彼らは社内に属する各セクションの責任者――いわゆる部長職や、それに準ずる権限を有したスタッフたちだ。土岐は週に一度、月曜の午前に開かれるこの『部長連会議』に合わせて、担当タイトルのマスターアップ報告と、それに伴う開発チームの
「ん……むぅ。まぁ、なんだ。なんとか発売できそうで、よかったじゃないか」
もっとも手近にいた禿げ頭の中年が、笑顔を引きつらせながら答えた。その言葉を受けて、土岐は頭を上げるなり、
「――くふふ。ありがとうございます」
額にかかった髪を払いながら、ヒトを食ったような笑顔で微笑む。そのまま出席者全員に目を配ると、改めて軽く会釈して、
「では、アタシはこれで。

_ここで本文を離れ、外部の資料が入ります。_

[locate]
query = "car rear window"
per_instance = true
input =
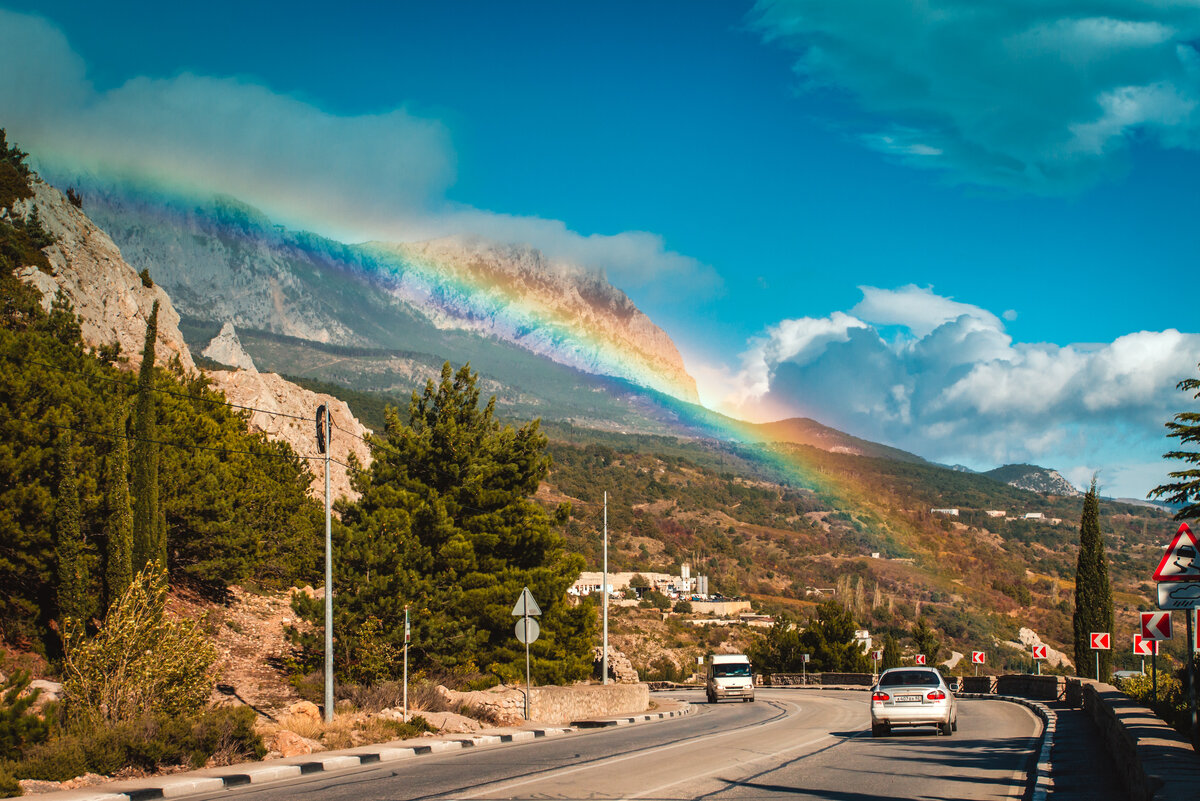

お時間いただき、ありがとうございました」
慇懃無礼に踵を返し、とっとと退室しようとした矢先――
「あー、土岐くん。待ちたまえ」
酒焼けしてかすれた声が、土岐の行く手を阻む。
「……はい、なにか?」
内心で舌打ちを堪えながら、土岐は笑顔で振り返った。彼女を呼び止めたのは、議長席の横に座るもっとも年配な風貌の男である。彼はテーブルに両肘をつくと、もったいぶった調子で、
「先日、本社から出向してきた……えっと、なんていったかな」
「遊部創平のことでしょうか?」
「そう、そいつの件だ」
男が鷹揚に頷く。さび付いた工作機械を連想させる緩慢な動きだった。
「彼の所属だが、たしか現在は――」
「はい。便宜的にアタシのチームに合流させていますが……拙かったでしょうか? アサイン先については、予てより社長にも――」
「あぁ、その話はもういい。もういい」
前のめりになった土岐を、男は手の一振りで制止させる。
「そっちで責任を持ってくれるのであれば、我々は一向にかまわん。キミの無茶な要求に我々だって応えたんだ……彼がこっちでもトラブルを起こさないよう、しばらくはキミの裁量でよろしく頼むよ」
「……ええ、もちろん。ご配慮には感謝しております」
土岐は改めて一礼する。そして、ドアに向かって歩きだすと――
「あっ、そうだ。本部長」
くるりと振りかえった土岐が、いたずらっ子のように微笑みながら、本部長と呼んだその男へ問いかけた。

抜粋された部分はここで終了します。